National regulation requiring disclosure of material climate risks should be a priority for the G20, according to major European and US pension funds and other institutional investors with more than $13trn (€11.5trn) in assets under management. 

The recommendation is one of several that the group of investors, which include the $293bn California Public Employees’ Retirement System (CalPERS) and major European asset owners such as the Swedish buffer funds, €183bn Dutch asset manager PGGM and the UK’s £50bn (€68bn) Universities Superannuation Scheme (USS), have set out in a climate change-focused letter to the governments of the world’s 20 largest economies (G20).

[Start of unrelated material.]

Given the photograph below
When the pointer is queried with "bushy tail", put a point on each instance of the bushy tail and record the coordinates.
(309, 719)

Citing the landmark agreement reached at the UN climate change conference (COP21) in Paris in December 2015, the investors said that significant investment is needed to achieve the goals of the Paris agreement and that governments “have a responsibility to work with the private sector” to ensure this is catalysed.

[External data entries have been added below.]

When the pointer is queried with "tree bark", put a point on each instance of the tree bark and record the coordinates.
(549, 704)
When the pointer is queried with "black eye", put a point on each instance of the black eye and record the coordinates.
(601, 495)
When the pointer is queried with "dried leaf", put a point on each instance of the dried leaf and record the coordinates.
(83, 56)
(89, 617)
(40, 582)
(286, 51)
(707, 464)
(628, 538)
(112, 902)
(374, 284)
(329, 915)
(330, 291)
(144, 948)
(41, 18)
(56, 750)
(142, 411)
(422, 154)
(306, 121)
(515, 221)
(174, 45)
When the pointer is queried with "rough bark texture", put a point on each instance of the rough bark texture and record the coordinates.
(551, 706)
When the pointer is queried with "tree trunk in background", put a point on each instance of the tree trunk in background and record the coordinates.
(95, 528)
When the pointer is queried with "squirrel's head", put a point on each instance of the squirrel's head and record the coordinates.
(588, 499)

To that end, according to the investor group, the G20 should, among other steps, “prioritise rulemaking by national financial regulators to require disclosure of material climate risks”.

They cited the work being done by the Task Force on Climate-related Financial Disclosure (TCFD) of the Financial Stability Board (FSB), and asked the G20 to consider the task force’s recommendations, due in December 2016, “as inputs towards any rulemaking” by national financial regulators.

The TCFD is developing a framework for voluntary climate-related financial disclosure by companies, and is due to present a final report for consultation by the end of December.

In their letter, the investors also called for the G20 to “support a doubling of global investment in clean energy by 2020”, saying the private sector needs policy support to achieve this goal, and for the governments to implement previously issued investor recommendations for action such as the introduction of “stable, reliable and economically meaningful carbon pricing” and the phasing out of subsidies for fossil fuels.

The letter, which was co-sponsored by investor organisations such as the UN-backed Principles for Responsible Investment (PRI) and the Institutional Investor Network on Climate Change (IIGCC), comes in the lead-up to a summit of G20 leaders in Hangzhou, China, in early September.

The investors also want to see “green finance” on the agenda of the summit, specifically conclusions drawn by the G20’s green finance study group.

“We request that the green finance agenda be taken forward by future G20 presidencies,” the letter states.

It comes after the UK’s Institute and Faculty of Actuaries (IFoA) earlier this week announced it has signed a letter to the G20, urging the governments to phase out fossil fuel subsidies.